# Happy New Year !!!  שנה טובה



## ITA

Hoy con la salida de la primer estrella, festejamos el año nuevo para todos los que lo hagan.....FELICIDADES!!!!


----------



## Mei

* FELIZ AÑO NUEVO!!!!! *​* *
Mei*
*


----------



## Sparrow22

*SHANA TOVA U METUKA !!!!!* (QUE SEA UN AÑO NUEVO Y DULCE)

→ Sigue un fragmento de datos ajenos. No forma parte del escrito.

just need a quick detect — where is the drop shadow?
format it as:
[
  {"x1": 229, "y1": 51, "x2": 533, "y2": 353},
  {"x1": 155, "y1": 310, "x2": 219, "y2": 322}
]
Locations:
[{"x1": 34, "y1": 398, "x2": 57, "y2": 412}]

*Y QUE POR SOBRE TODO HAYA PAZ EN EL MUNDO !!!!!! *


----------



## Miguelillo 87

¿Pues de dónde son?
Pero bueno eso no importa, ¡Felicidades por su año nuevo y como dice Sparrow que sea este año nuevo y el de todas las culturas un año lleno de paz y justicia social!


----------



## ElaineG

Happy New Year/ L'shana tovah.  May 5767 bring peace and happiness to all.


----------



## PaoPao

opino lo mismo... FELIZ AÑO PARA TODOS!!!!!


----------



## Nunty

*שנה טובה ומתוקה
שנת שלום
שנת אושר 
שנה מבורכת
לכל עמיתינו היהודים
מאחלת אחות עדית
**


Shana Tova
A sweet year
A year of peace
A year of happiness
A blessed year
To all our Jewish colleagues!
from Sister Claire Edith

*​


----------



## Chaska Ñawi

May the new year hold peace, health, strength and blessings for all of you!


----------



## amikama

*Happy 5767th birthday, Earth!*  ​ 

*Shana Tova!* ​


----------



## ireney

L'shanah tovah tikatev v'taihatem
L'shanah tovah tikatevi v'taihatemi

Happy New Year  
May you be inscribed and sealed for a good year!​


----------



## Jana337

Shana tova! 

Jana


----------



## Masood

Shana Tova to all my Jewish friends!
Ramadan Mubarak to all my muslim friends!

Masood.


----------



## cherine

*May this year bring peace and blessings to the whole world *
*Shana Tova *


----------